Your Favorite Artist’s Favorite Artist II also emphasizes stylistic congruities between artists. Tony Curanaj and Zoey Frank’s practices are both grounded in classical painting techniques. Working from tableaux set up in his studio, Curanaj paints hyper-realistic trompe l'oeil still lifes, in order to “represent the complexity of an individual’s observation as well as a love and respect for nature and life.” Recently, Frank has brought abstract elements into her practice to explore time and pictorial space in everyday occurrences. Andrew Schoultz and ZESER examine the expressive potential of painted linework, capturing the dynamic movement of the artist's hand. Vibrant colors and playful compositions define the works of Jen Stark and FriendsWithYou. Stark’s colorful creations feature repetitive patterns and forms to conceptualize the simulation of “plant growth, evolution, infinity, fractals, mimetic topographies, and sacred geometries.” Just as colorful, FriendsWithYou incorporates the healing arts, modern rituals, animism, and unified symbols, spreading “the positive message of Magic, Luck, and Friendship™.” Kathryn Macnaughton and Russell Tyler capture movement, building upon Abstract Expressionism’s gestural marks and expressive potential for color, adding their own personal narratives. Jason Seife and Nima Nabavi’s meditative painting practices explore pattern and repetition. Seife’s Persian carpet paintings encourage viewers to notice traditions hidden in plain view, while Nabavi’s polychromatic ripples allow a “glimpse of the mechanics that run the universe,” as the artist explains.
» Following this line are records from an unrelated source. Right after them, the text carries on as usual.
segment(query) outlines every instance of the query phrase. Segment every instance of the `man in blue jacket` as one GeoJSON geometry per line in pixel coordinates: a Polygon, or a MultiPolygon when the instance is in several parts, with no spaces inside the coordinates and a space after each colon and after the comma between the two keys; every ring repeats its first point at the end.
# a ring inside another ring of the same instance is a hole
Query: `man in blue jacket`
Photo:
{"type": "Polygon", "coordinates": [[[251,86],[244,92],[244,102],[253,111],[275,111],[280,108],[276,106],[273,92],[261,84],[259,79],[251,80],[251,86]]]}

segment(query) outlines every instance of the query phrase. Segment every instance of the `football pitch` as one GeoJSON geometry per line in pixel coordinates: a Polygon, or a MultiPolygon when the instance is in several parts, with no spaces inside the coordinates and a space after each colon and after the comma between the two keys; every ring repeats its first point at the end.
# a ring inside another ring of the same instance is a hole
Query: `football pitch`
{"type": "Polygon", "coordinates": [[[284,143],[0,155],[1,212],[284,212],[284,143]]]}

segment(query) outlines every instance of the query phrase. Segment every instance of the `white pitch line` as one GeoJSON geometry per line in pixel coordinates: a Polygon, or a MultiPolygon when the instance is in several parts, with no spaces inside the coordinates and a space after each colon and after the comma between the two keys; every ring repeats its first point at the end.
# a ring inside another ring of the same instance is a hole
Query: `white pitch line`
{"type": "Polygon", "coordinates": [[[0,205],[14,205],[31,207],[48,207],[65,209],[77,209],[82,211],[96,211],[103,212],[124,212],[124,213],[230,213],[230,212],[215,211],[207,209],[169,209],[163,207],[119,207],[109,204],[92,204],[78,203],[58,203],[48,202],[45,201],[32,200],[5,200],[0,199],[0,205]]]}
A few pairings juxtapose artists from different generations, illustrating a student/disciple relationship. From 1981 to 1982, Wayne White worked as a studio assistant for Red Grooms, best known for his colorful Pop constructions depicting frenetic scenes of modern urban life, often in the form of gigantic, whimsical multimedia constructions. As White describes, “I'm doing what Red does now,” he continues. “I travel to towns and build environmental art pieces and hire local artists just like he did with me. I'm carrying on in his tradition.” Felipe Pantone’s futuristic style, characterized by bright gradients of color and optical patterns, builds upon the work of Kinetic and Op artist working in the 1960s and 70s, such as José María Yturralde, whose recent work has focused on the study of color and its influence on emotion and mood.